La métamorphose du corps, et par la même occasion, du ressenti, voilà ce qui se place en pierre angulaire du film. Alors qu’un confinement est installé à la suite d’une mystérieuse épidémie, faisant fusionner chair et matière synthétique, Anx et Cass se retrouvent emprisonnés dans leur appartement, décidés à lutter contre une transformation forcée. Personne ne niera la corrélation évidente avec les thématiques cronenbergiennes, le propos du film tendant d’ailleurs à aller vers le chemin de l’évolution naturelle humaine, idée déjà proposée par le réalisateur de Crash et Videodrome lors de son récent Les crimes du futur. Peut-être est-ce là le cœur du problème avec Else, réinventer la forme ou le fond du Body-horror serait une tâche herculéenne, mais il aurait au moins été de rigueur d’en comprendre la substantifique moelle.

Else

Else s’amuse de ses effets spéciaux organiques, s’essayant à de nombreuses tentatives choquantes. Les murs deviennent peu à peu des parois intestinales, le corps épouse tantôt une matière soyeuse tantôt une planche de bois brute. Il y a volonté de créer un tout, essayer de faire fusionner chaque élément du film pour donner lieu à une sorte d’explosion à la fois charnue et rugueuse. L’ensemble peine pourtant à se matérialiser, cette métamorphose de l’espace ne prend jamais, la faute à des plans trop serrés dont la mise au point ne semble jamais se concentrer sur la corporalité des décors. Même le rapport à l’anatomie humaine reste trop timide, immanquablement limité par une réalisation ne sachant vraiment où diriger l’œil du spectateur.
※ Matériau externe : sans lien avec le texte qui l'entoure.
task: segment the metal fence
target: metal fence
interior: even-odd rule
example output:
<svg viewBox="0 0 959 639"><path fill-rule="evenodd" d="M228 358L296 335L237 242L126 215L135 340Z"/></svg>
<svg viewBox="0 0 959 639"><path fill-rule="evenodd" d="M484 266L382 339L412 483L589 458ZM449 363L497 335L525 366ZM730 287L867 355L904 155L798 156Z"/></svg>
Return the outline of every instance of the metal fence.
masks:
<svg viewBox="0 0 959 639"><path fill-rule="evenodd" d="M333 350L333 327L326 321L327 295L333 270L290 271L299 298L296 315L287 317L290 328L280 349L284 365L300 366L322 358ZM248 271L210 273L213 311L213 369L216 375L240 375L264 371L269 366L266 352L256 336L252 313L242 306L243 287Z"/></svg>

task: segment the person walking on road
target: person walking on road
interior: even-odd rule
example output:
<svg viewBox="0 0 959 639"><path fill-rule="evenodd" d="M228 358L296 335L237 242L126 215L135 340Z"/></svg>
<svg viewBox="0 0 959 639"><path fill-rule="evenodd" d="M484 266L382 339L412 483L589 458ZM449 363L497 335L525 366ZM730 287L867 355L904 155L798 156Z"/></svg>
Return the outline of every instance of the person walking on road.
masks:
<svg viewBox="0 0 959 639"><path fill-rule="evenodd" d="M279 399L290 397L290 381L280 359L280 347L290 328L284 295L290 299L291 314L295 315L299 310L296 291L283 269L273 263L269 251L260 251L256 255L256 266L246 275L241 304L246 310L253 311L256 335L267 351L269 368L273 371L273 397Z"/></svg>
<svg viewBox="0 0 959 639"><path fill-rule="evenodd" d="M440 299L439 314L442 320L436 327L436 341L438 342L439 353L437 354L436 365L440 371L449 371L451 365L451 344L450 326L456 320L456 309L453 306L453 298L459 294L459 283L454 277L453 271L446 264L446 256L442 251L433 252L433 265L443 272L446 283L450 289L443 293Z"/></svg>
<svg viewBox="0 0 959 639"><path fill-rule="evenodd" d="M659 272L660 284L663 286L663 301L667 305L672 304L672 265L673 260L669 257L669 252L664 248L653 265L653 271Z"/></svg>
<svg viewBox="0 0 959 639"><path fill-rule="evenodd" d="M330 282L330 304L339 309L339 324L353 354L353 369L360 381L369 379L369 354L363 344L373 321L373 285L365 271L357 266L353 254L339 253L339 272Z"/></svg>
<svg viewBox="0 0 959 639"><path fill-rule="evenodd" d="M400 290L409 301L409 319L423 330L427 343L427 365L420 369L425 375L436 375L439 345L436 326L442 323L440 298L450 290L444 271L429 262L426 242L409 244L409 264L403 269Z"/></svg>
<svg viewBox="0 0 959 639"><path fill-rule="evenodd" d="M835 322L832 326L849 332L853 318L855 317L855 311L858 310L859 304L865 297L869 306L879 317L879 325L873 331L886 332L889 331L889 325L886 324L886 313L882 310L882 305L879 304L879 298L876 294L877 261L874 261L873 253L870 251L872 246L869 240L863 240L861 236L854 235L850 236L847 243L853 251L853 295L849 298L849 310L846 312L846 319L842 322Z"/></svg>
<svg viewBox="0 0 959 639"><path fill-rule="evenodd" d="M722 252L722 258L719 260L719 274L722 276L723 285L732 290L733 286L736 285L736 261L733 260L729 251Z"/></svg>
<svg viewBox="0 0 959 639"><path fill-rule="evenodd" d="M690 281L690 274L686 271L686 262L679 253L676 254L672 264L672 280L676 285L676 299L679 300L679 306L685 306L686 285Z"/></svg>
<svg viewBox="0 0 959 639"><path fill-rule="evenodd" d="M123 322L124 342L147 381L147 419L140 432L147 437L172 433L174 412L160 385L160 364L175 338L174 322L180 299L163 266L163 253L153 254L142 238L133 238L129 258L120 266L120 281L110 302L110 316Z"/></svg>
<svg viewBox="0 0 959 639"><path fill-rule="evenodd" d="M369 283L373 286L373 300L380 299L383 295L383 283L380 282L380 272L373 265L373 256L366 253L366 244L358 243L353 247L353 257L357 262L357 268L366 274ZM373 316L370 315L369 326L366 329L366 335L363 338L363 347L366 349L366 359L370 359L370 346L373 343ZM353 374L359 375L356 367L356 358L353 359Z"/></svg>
Else échoue à exploiter pleinement son concept principal, laissant la désagréable sensation d’un agrégat de matières multiples. L’espace n’est jamais utilisé pour  perdre ou déboussoler puisque le spectateur n’a jamais le temps de se l’approprier, d’en comprendre l’état originel avant de le voir devenir une toute autre structure. Persiste, au milieu de ces décombres charnels, une histoire d’amour qui traverse les frontières de la matière, essayant tant bien que mal de prendre corps au sein de cette histoire physiquement éphémère. La poésie de la chair, entre sexe et maladie incurable parvient parfois à émerger, faisant ainsi ressentir un lien profond entre les deux protagonistes, dépassant la simple attirance visuelle. Une nouvelle fois, cet aspect manque malheureusement d’emphase, le récit se perd souvent à vouloir devenir une étrange tentative de post-apo cloisonnée, forcément freinée par son budget restreint.

Premier essai gourmand, Else est désireux de prouver que le film de genre existe encore sous bien des formes, y compris celles de moins en moins représentées, tout en y apportant une certaine poésie relativement rafraîchissante. Mais son ambition lui porte préjudice, en ne ciblant jamais vraiment un aspect bien précis de sa chronique physiquo-synthétique. Le trop-plein se fait maintes fois ressentir, surtout lorsque le long-métrage assomme de scènes 3D tortueuses, faisant surtout office d’expériences esthétiques en marge du reste de la proposition. Else n’atteint son plein potentiel que quand ses créatures amorphes mettent à mal une relation existant avant tout pour les plaisirs du corps. Dommage que le film d’Emin ne parvienne pas à fusionner toutes ses idées et quelques fulgurances anatomiques dans un récit complet.